雪山セミナーで継続して多くのことを語りました。まとめに入ります。   
雪山登山は、カロリー消費の多い体力を必要とします。登山をしているから一般の人よりも体力があると思っていると、実際には、僅かに背筋力が優れているに過ぎず、体力調査の結果、体力差はなく、重要だと思われる酸素摂取能力も差がないという現実です。

雪山登山は、特に危険因子が他のスポーツに比べ格段に多いと云うことも現実です。やはり雪山登山を安全に楽しむ為には、日常生活を規則正しく、暴飲暴食をしないで体に負担をかけないように暮らし、コンディショニング、トレーニングを定期的に行うべきです。

山における危険は、老若男女とわず降りかかってきます。防御技術が必要であり、伴に山行する仲間同士、守り合わなければなりません。現代は、お互いを守り合うということが希薄になっているように思います。クライミングロープを結びあいお互いの安全を守り合うアルパインクライマー達は、絆のロープと思っています。

実際の山では岩稜歩きや悪場をフイックスロープや鎖、針金、切れそうな作業用ロープ、等に助けられて通過しているのが現状です。

もっと積極的に、お互いを守り合うクライミングロープを使った確保技術、基礎のクライミング技術を学んでください。

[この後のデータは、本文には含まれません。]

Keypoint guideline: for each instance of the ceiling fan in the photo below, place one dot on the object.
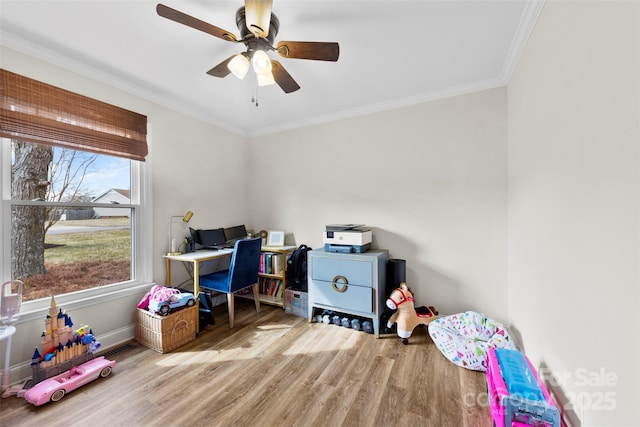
(258, 29)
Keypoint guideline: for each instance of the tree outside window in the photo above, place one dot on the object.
(71, 217)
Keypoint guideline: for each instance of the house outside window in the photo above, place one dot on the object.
(71, 217)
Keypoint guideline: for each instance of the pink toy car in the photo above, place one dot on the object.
(54, 388)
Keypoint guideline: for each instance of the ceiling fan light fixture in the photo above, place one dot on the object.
(266, 78)
(239, 65)
(258, 16)
(261, 62)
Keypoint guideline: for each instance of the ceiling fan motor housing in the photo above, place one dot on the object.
(241, 22)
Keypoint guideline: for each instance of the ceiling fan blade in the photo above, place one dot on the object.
(320, 51)
(221, 70)
(190, 21)
(283, 78)
(258, 16)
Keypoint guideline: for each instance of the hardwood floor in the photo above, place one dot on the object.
(273, 369)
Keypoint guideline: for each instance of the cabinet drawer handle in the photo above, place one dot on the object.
(335, 282)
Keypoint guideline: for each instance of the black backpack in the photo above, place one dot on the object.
(297, 269)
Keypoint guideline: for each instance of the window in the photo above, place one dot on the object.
(72, 185)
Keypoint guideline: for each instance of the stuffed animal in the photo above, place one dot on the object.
(407, 317)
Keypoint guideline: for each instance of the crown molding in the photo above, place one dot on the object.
(519, 42)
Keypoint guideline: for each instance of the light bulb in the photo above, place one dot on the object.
(261, 62)
(265, 78)
(239, 66)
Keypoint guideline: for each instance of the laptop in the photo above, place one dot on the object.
(211, 239)
(232, 234)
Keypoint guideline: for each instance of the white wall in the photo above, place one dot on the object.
(574, 206)
(430, 179)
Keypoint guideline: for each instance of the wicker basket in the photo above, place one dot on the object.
(166, 333)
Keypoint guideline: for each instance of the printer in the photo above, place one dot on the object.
(347, 238)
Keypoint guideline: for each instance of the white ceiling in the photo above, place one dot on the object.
(392, 53)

チーム、仲間、パートナー、お互いを守り合う山仲間でありたいと思います。転滑落を防ぐための技術、是非とも学んでください。例えば、雪の西穂高岳へ初心者は独標迄です。

ピッケル、アイゼンワーク、ローブワーク、確保技術を学んで行動で来る人達は、西穂高岳の山頂を安全に往復出来ます。初級技術と位置付け、基礎技術と思って下さい。お互いに訓練して守り合えると良いチームなのですが。

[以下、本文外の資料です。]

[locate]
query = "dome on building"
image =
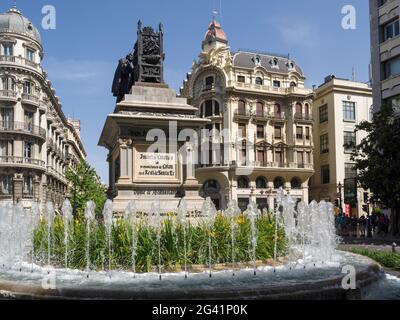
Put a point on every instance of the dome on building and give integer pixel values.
(215, 33)
(14, 22)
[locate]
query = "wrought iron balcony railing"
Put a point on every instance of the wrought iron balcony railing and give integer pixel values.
(21, 161)
(28, 128)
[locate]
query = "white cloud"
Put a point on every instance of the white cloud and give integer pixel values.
(297, 33)
(77, 70)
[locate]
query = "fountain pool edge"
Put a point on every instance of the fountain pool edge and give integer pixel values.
(326, 287)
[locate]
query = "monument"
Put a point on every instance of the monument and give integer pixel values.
(150, 134)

どんな小さな組織の中でも教育訓練機能を構築してください。以前、山岳会は同好者の集団ですが、登山を実践するチームであり事故などに関する相互扶助的な機能を持ち新人、入会者を教育する機能もある組織でした。事故の際の救助は公助に依存し、事故に対応する機能を失っています。山岳会が単に自分のバートナーを得る場に過ぎなくなっています。クラブ組織と云うより仲好しサロンになっています。そんな組織の中でも、登山は多様化しているのですから、分化が進みます。

組織が矮小化し緊急時のの対応が低下しています。文科省登山研修所、労山、岳連、ガイド連盟、ツアー会社等の募集するリーダー研修会、各種技術講習会、労山であれば中級、初雪、初級ハイキングなどの募集する企画に山岳会員や一般の方々が参加します。

しかし、たかだか1週間や10日間の期間で技術を習得することも、またリーダー能力を身に付けることは出来ません。自分の所属する組織へ学んだことを持って帰り、クラブの中で訓練を繰り返し山行を重ねるという方法論を示すことが大事であると思っています。同じチームで山行しながら、個人が好き勝手に動いているとしたら危ないですね。お互いに研鑽しながら守り合える山仲間に成長していって下さい。

危険に対する判断力は実際の登山活動の中でしか身に付きません。訓練されていないなあと思うことが多々あった雪山セミナー実技山行でした。5回を終えました。研修会や講習会の難しさが有ります。何故なら実践的であればあるほど、事故率は高くなります。登山は危険に対する判断力の養成が基本に有り、実践的でなければ判断力は養成されないと思います。

私は今回の雪山セミナーを開講するにあたり、二十渉の中で何処まで指導できるか真剣に深く考えました。ロープワークの身に付いていない会員に実践登山はどのレベル迄と考えました。

しかし、こうも思いました。10人ちょっとの会員のクラブでしっかりした教育、遭対を持っていることは、素晴らしいことです。二十渉の中で、教育、遭難対策、防御技術の構築をクラブの会員皆で進めませんか。私は、ローソクの灯りが消える前の年齢になりました。
お互いの安全を守り合える登山者が二十渉の中で育って行くことを願い雪山セミナー座学を終了します。  了。